The reason that Wilson was squirming?

He had built the engines powering the Fords fielded by the storied Holman-Moody team for Lorenzen, Hutcherson and Foyt. Additionally, he was working on Lorenzen’s crew as the jackman during pit stops.

“I’ve probably never known a day like that one in my life,” said Wilson, now 78. “It was absolutely nerve-racking. “Every one of those last 50 laps was agony. Not only was I worrying that my engines might fail, I was worried that our guys might take each other out.

“And the way they were racing, no one giving an inch, that easily could have happened.”

To a degree, it did.

With six laps remaining Foyt maneuvered high in turn three to try and pass leader Lorenzen. The man who was to win four Indy 500s got into the “marbles,” spun and his car scraped along the steel guard rail for perhaps 150 yards. Turner spun to miss Foyt as Hutcherson narrowly avoided a collision.

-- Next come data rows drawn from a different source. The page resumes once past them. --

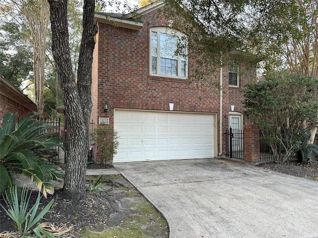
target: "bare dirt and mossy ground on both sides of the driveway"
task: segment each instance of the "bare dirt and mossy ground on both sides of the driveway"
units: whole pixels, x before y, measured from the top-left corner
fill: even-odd
[[[284,165],[266,163],[258,165],[258,167],[318,181],[317,162],[291,161]],[[99,166],[88,165],[88,169],[99,169]],[[92,179],[94,177],[87,177],[87,183]],[[54,195],[49,195],[47,199],[42,197],[42,208],[52,198],[55,200],[53,207],[44,216],[42,222],[73,227],[72,231],[63,237],[94,237],[89,234],[90,232],[97,232],[99,235],[96,237],[107,238],[169,237],[169,228],[165,219],[130,182],[121,175],[104,176],[103,179],[104,191],[99,195],[87,191],[83,201],[69,200],[64,197],[61,190],[56,190]],[[37,196],[37,192],[33,193],[30,204],[35,201]],[[0,203],[4,205],[2,197]],[[0,232],[15,230],[14,223],[1,208]],[[105,230],[110,230],[111,233],[102,236],[101,232]]]

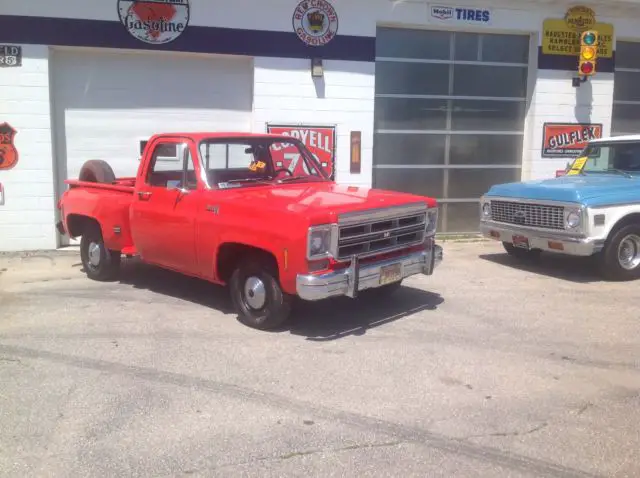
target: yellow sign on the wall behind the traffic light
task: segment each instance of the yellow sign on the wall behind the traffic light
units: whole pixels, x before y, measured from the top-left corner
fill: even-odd
[[[613,25],[596,23],[591,30],[600,34],[598,56],[613,58]],[[549,18],[542,24],[542,53],[545,55],[575,56],[580,54],[580,34],[561,18]]]

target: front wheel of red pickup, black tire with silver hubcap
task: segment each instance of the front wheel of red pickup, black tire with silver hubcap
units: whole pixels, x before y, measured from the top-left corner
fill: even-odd
[[[248,287],[251,282],[253,288]],[[287,322],[291,315],[293,297],[282,290],[269,261],[260,257],[244,259],[233,271],[229,287],[238,320],[248,327],[275,329]],[[261,291],[264,301],[260,300]]]

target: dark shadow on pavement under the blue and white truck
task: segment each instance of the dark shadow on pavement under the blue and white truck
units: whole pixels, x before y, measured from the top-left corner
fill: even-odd
[[[480,259],[505,267],[540,274],[554,279],[588,284],[602,282],[592,257],[576,257],[563,254],[540,254],[538,259],[518,259],[505,253],[481,254]]]

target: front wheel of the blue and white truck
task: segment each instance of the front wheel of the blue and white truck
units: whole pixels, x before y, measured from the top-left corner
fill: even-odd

Lorenzen gained an edge he wasn’t to lose, taking the checkered flag three car lengths ahead of runner-up Hutcherson. Turner took third in a Wood Brothers entry, giving Ford a 1-2-3 sweep.

Ned Jarrett and LeeRoy Yarbrough completed the top five. Foyt finished sixth, two laps down.

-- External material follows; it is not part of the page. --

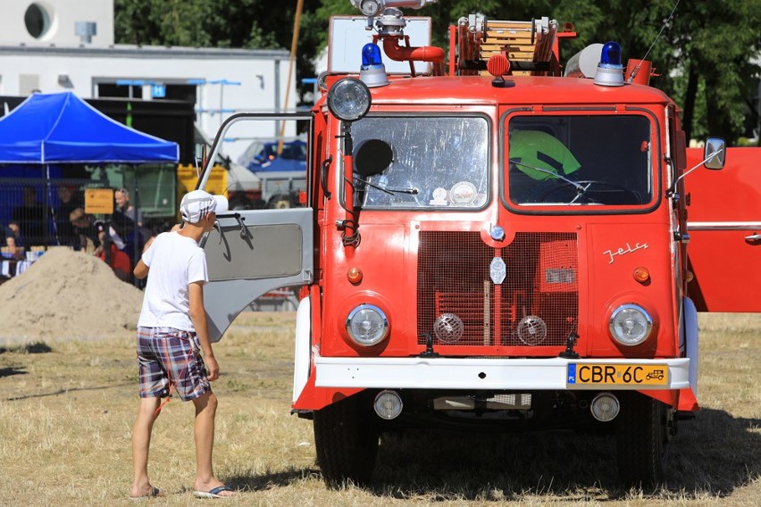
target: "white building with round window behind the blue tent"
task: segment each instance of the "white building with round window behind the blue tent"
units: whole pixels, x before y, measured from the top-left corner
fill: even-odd
[[[287,50],[115,45],[113,0],[0,0],[0,12],[0,96],[71,90],[83,98],[188,100],[208,138],[233,112],[296,110]],[[227,137],[223,149],[233,160],[251,138],[279,133],[272,123],[253,125]]]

Waddell Wilson continues a connection to stock car racing as a consultant to Jerico Transmissions, following a storied career as an engine-builder/crew chief who won well over 100 races and took NASCAR championships.  His “Gray Ghost” Oldsmobile driven by the late Buddy Baker still holds the Daytona 500 average speed record of 177.602 mph, set in 1980.

Wilson was inducted into the National Motorsports Press Association Hall Of Fame in 2011 and is a winner of the N.C. Stock Car Racing Hall of Fame’s Golden Wrench Award.

Among all these accomplishments, Waddell, a native of the Blue Ridge Mountains who now lives at Birkdale Village north of Charlotte, rates his role in that fabulous fall race of ’65 at Charlotte very high on the list of favorites.

Some of Foyt’s fans grumbled that Lorenzen had pushed A.J. into the wall during the pulsating final laps.

“There had been some fender contact between us earlier, but not that time,” said Lorenzen. “Our cars absolutely did not touch. It appeared to me that A.J. went into the turn a little too hard and got into the loose stuff.”

Regardless of what happened in that incident, the performance of the Holman-Moody engines was a fabulous feat for Wilson, a relative rookie with the organization, He had joined the Charlotte team only a year earlier.

How did it happen that he built three engines for as many drivers in the race?

“Well, I was the regular engine builder for Freddie,” Wilson said of Lorenzen, a storied driver who was inducted into the NASCAR Hall of Fame in January.  “We were having pretty good success. We’d won the Daytona 500 and World 600 (at Charlotte) earlier in ’65.

“A.J. was aware of this, so he went to Jacques Passimo, then the head of Ford’s racing operations in Detroit, and asked for me to build him an engine, too. Passimo passed this word on to John Holman, and he told me to do it.

“When Hutch found this out, well, he also wanted one of my engines for the 400.

“To keep peace in the family, I was ordered to build one for Hutch also.”

Wilson shook his head in looking back over the decades to that autumn day so long ago when what is now the Cup Series was known as NASCAR’s Grand National Division.

“To fret that one engine might fail always put a lot of pressure on me. I took it very personal,” said Waddell. “To have three in such a high profile way in one race, it almost was overwhelming.

“I remember what a great, great relief it was when the checkered flag fell and that thing was over.”